Our world may indeed be more immediate, but it is not intimate. Paul’s vision is one of profound intimacy and caring. It is a redefined freedom and identity, not one that negates our individual-ness and particular gifts, rather it rejoices in them, but one that puts them into a richer context and a deep understanding that we exist for each other first, even if that means that we can’t always do what we want or have all that we want. We discover that his image though gives us so much more of what we need and truly taps into who we are as created beings. Paul believes we find this by a deep recognition that our fullest life is found by understanding ourselves as part of Christ at all times and in all places. We are communal creatures defined and guided by his life. This is the community the Church aims to be at its best. It’s a grand and wonderful vision. It takes work and awareness and an openness to growth within us all.

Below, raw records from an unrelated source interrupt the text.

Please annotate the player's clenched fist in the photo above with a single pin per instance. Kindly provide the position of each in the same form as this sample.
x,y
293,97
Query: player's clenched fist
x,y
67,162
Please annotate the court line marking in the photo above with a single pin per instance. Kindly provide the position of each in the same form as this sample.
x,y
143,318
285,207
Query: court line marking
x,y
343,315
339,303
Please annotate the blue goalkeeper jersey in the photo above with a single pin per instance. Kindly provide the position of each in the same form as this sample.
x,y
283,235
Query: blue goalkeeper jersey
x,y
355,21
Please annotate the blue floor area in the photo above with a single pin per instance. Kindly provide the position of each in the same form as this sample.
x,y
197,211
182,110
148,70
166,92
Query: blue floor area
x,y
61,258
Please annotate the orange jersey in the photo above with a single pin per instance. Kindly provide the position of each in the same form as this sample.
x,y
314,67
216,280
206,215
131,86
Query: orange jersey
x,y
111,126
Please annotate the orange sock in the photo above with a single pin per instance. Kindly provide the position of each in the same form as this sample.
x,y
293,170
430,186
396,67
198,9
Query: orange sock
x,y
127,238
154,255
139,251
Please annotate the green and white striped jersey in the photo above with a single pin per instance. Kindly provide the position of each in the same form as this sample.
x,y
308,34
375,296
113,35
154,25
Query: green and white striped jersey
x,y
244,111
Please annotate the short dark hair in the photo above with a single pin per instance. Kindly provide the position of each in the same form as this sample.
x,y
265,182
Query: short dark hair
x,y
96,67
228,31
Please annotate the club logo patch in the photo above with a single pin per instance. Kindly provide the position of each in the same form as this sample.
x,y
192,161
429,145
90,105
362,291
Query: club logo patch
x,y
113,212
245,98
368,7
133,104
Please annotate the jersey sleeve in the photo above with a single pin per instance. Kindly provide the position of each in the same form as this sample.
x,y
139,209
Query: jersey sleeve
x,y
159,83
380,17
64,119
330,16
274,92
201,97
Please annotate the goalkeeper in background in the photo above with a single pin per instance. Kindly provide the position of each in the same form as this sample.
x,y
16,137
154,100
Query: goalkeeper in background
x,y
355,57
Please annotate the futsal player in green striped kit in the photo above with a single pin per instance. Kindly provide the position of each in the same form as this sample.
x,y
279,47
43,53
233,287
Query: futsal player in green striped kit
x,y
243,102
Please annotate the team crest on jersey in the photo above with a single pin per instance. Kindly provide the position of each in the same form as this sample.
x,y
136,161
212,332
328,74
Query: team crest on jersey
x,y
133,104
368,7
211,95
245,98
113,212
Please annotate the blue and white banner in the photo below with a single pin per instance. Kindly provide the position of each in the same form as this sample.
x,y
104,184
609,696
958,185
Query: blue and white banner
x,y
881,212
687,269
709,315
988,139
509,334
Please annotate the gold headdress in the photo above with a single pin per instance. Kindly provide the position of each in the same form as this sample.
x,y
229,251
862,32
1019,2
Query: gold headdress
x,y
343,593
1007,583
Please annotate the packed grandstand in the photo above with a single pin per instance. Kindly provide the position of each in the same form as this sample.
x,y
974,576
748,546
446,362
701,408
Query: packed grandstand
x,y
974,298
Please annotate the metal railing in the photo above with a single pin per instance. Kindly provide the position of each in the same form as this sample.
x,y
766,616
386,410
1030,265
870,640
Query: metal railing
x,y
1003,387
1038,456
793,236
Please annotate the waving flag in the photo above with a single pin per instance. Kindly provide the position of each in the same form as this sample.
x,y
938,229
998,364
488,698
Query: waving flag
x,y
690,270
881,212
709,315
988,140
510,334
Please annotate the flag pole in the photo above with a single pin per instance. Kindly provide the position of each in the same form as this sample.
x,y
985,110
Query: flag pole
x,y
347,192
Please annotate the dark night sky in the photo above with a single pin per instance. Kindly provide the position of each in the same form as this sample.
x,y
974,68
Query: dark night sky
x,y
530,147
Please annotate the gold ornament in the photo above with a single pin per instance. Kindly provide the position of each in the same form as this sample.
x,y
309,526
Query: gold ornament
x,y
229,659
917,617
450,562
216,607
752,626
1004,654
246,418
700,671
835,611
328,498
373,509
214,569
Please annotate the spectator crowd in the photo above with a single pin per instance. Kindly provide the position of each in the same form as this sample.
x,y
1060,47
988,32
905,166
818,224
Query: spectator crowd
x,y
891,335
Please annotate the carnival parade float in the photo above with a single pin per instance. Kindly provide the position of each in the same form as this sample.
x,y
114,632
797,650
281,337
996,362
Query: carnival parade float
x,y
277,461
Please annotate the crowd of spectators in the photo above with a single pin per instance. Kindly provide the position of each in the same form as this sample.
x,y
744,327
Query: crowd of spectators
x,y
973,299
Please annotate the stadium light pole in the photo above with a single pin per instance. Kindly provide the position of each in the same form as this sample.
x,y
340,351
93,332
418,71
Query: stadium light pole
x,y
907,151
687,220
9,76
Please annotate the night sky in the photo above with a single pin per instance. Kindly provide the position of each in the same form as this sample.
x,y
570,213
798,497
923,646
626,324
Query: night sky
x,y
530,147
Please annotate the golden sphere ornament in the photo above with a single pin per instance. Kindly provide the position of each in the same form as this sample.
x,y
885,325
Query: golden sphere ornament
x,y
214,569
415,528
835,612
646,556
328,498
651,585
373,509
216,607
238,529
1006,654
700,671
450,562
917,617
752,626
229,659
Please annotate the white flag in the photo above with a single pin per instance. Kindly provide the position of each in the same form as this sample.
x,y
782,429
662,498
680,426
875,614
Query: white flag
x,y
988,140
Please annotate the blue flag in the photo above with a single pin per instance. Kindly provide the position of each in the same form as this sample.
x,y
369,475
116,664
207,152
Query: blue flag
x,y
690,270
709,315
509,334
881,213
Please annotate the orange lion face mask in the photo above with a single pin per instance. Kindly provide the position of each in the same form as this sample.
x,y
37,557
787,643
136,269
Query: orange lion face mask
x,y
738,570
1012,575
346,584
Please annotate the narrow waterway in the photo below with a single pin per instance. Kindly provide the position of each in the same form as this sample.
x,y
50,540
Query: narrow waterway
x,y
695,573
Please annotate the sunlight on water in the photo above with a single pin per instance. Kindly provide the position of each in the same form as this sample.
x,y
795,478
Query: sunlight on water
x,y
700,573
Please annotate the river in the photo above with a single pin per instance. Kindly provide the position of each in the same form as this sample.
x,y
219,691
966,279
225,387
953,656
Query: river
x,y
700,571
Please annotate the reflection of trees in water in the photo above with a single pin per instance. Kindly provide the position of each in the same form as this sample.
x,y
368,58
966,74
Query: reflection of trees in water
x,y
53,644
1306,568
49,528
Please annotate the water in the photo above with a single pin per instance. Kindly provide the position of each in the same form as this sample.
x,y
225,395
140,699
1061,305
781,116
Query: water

I would suggest that this vision is not just valid for Christians. We aren’t the first people to have a similar idea of self and community. It exists in Judaism, Islam, Buddhism, native traditions and so on. Ours has its particular aspects that are unique and that we hold to be divinely revealed. All to the good. But if we believe our understanding has a divine source, it is not just for us, but also saying something about the whole world and its character. This vision of Paul’s has something to offer the secular world. We have something to offer it based from this understanding. We have something of value to say to a world where suddenly corporations, artificial constructs of the state, are defined as and given all the rights of people and citizens. Such entities are not people; rather, they are collections of people and legal arrangements and constructions defined on paper and in practices. The interface with them is through lawyers and boards and ultimately many persons and yet no one. The relationship is ephemeral. They can be created and they can be undone overnight. Function is confused with essence. Corporations are necessary and needed for many things, but I think this is a symptom of confused interpretation and understanding. It is so very different from the body image.

Fragmentation and disconnect are the force pulling in the other direction depending on how we see ourselves. I am reminded of the words of the “Grapes of Wrath” where the farmers who are struggling to survive in a natural calamity are being forced off their land, even though they have not been negligent or irresponsible. The refrain from the representatives is it’s not me it’s the bank. Impersonal, everywhere yet nowhere, not in connection to the men and women who grow the very food they eat.

There is much in the world that will be shaped based on our images of who we are: the situation in Haiti, the vote this week, the ideas being put forward around our economic activity and actors, our annual meeting next week, and surely our own private concerns and situations.

My invitation to us this week is to ponder and pray with Paul’s image. What does it mean to us? What does it invite us to? Where is it good news and where does it challenge us? What does it mean to how we understand ourselves? What does it mean to be Church, to be part of this community? What does it call us to do in how we look at the world outside these walls and take part in it? What hope can it offer in times that are so very hard and where the tension is very real between highly differing visions of society? Where is the Word, Jesus, present to us here and now?